The supporters of two ballot measures that could appear on Colorado’s ballot in November turned in signatures to the secretary of state’s office on Monday.
Campaigners for Initiative #27 and Initiative #19 gathered over 190,000 signatures for each measure, according to Colorado State Rising Action, a conservative advocacy group led by Michael Fields.
Initiative #19 would amend the state’s constitution to give the General Assembly the task of allocating all "custodial money," which are funds the state collects that aren’t tax revenue. Currently the Colorado Department of the Treasury handles custodial money.
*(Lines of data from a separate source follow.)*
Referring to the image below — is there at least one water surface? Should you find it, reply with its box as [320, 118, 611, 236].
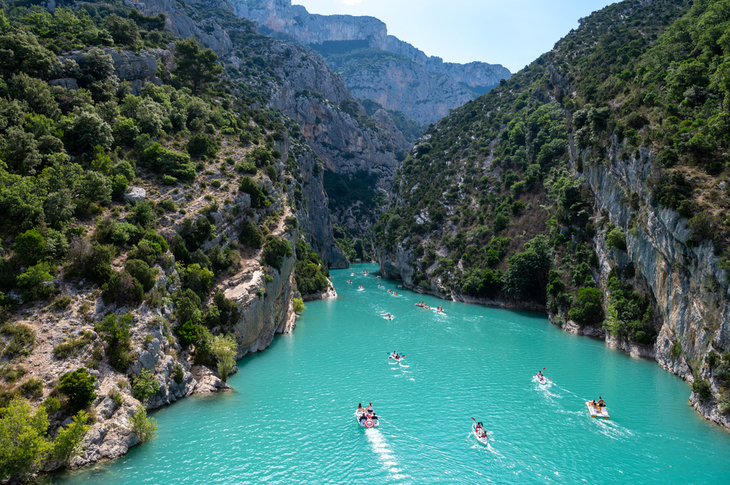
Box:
[54, 265, 730, 485]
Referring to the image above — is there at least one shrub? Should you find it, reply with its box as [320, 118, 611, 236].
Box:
[58, 367, 96, 411]
[15, 262, 56, 301]
[183, 264, 213, 294]
[13, 229, 46, 266]
[692, 379, 712, 403]
[187, 133, 220, 158]
[129, 406, 157, 443]
[172, 364, 185, 384]
[210, 334, 238, 382]
[175, 288, 202, 323]
[101, 271, 144, 306]
[606, 227, 626, 251]
[261, 236, 294, 271]
[132, 369, 160, 402]
[124, 259, 157, 293]
[238, 176, 267, 209]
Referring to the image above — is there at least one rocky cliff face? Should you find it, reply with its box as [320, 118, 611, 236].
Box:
[232, 0, 510, 123]
[571, 141, 730, 426]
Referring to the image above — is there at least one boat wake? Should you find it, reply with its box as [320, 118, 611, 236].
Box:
[365, 428, 411, 481]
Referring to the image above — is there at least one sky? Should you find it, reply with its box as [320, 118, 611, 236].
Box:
[292, 0, 615, 73]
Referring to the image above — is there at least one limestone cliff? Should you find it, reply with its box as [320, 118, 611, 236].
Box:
[232, 0, 510, 123]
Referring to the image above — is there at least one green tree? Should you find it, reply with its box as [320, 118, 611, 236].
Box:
[129, 406, 157, 443]
[53, 411, 91, 464]
[210, 334, 238, 382]
[58, 367, 96, 410]
[172, 37, 223, 94]
[13, 229, 46, 265]
[104, 14, 142, 47]
[0, 31, 58, 79]
[132, 369, 160, 402]
[0, 398, 51, 481]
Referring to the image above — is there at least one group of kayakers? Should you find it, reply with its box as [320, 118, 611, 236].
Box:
[474, 421, 487, 438]
[590, 396, 606, 409]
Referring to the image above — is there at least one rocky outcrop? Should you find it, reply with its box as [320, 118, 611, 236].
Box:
[231, 0, 511, 123]
[49, 48, 173, 95]
[571, 139, 730, 422]
[125, 0, 233, 56]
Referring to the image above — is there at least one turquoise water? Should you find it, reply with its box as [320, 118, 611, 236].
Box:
[54, 265, 730, 484]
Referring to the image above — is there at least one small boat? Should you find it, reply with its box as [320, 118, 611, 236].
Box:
[471, 423, 489, 445]
[586, 401, 609, 419]
[355, 409, 380, 428]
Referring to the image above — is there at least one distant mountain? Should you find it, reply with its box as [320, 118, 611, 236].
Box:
[231, 0, 511, 123]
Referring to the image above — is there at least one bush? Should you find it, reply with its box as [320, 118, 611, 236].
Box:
[238, 176, 268, 209]
[58, 367, 96, 411]
[692, 379, 712, 403]
[101, 271, 144, 306]
[570, 288, 603, 326]
[210, 334, 238, 382]
[238, 221, 264, 249]
[129, 406, 157, 443]
[606, 227, 626, 251]
[261, 236, 294, 271]
[187, 134, 220, 158]
[124, 259, 157, 293]
[132, 369, 160, 402]
[13, 229, 46, 266]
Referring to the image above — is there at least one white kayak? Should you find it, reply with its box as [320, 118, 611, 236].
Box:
[586, 401, 610, 419]
[471, 424, 489, 445]
[355, 409, 379, 428]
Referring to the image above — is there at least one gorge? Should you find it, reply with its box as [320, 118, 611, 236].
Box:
[0, 0, 730, 481]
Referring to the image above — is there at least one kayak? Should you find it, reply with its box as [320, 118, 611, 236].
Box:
[471, 423, 489, 445]
[355, 409, 380, 428]
[586, 401, 609, 419]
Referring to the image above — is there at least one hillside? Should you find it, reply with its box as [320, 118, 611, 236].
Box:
[375, 0, 730, 426]
[0, 2, 410, 480]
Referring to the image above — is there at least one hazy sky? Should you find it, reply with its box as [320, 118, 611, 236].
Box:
[292, 0, 615, 72]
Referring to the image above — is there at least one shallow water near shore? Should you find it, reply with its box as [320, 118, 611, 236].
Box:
[53, 265, 730, 484]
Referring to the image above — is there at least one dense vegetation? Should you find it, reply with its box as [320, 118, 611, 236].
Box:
[375, 0, 730, 352]
[0, 1, 342, 481]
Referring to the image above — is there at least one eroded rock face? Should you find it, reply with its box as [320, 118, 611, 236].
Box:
[571, 140, 730, 424]
[49, 48, 173, 95]
[231, 0, 511, 123]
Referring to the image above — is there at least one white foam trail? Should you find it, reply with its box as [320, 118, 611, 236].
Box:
[365, 428, 411, 479]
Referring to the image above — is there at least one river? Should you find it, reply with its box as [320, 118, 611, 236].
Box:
[53, 265, 730, 485]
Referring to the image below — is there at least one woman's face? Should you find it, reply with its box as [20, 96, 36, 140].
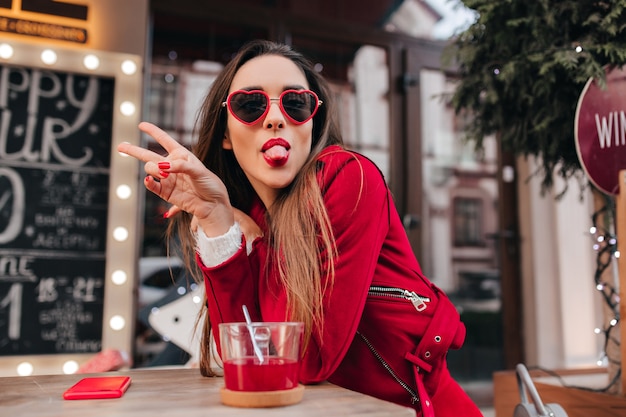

Fields said Initiative #19 would increase transparency on state spending by getting rid of “slush funds in the executive branch.”
Initiative #27 would permanently cut Colorado’s residential property tax assessment rate to 6.5% and its commercial property tax assessment rate to 26.4%, decreases from 7.1% and 29%, respectively. It would also allocate $25 million in excess revenue to the state’s Homestead Exemption for senior citizens and disabled veterans.
“Families and small businesses could really use this property tax cut stimulus,” Fields said in a statement.
During the last legislative session, the General Assembly passed Senate Bill 21-293, which drops residential property taxes to 6.95% and commercial property tax to 26.4%.
Fields previously told The Center Square that the legislation's introduction, which came after the Colorado Supreme Court ruled Initiative #27 could be on the November ballot, was an “unprecedented” step to “thwart the citizen-led initiative process.”
Both measures need 124,632 valid signatures to qualify for the November ballot.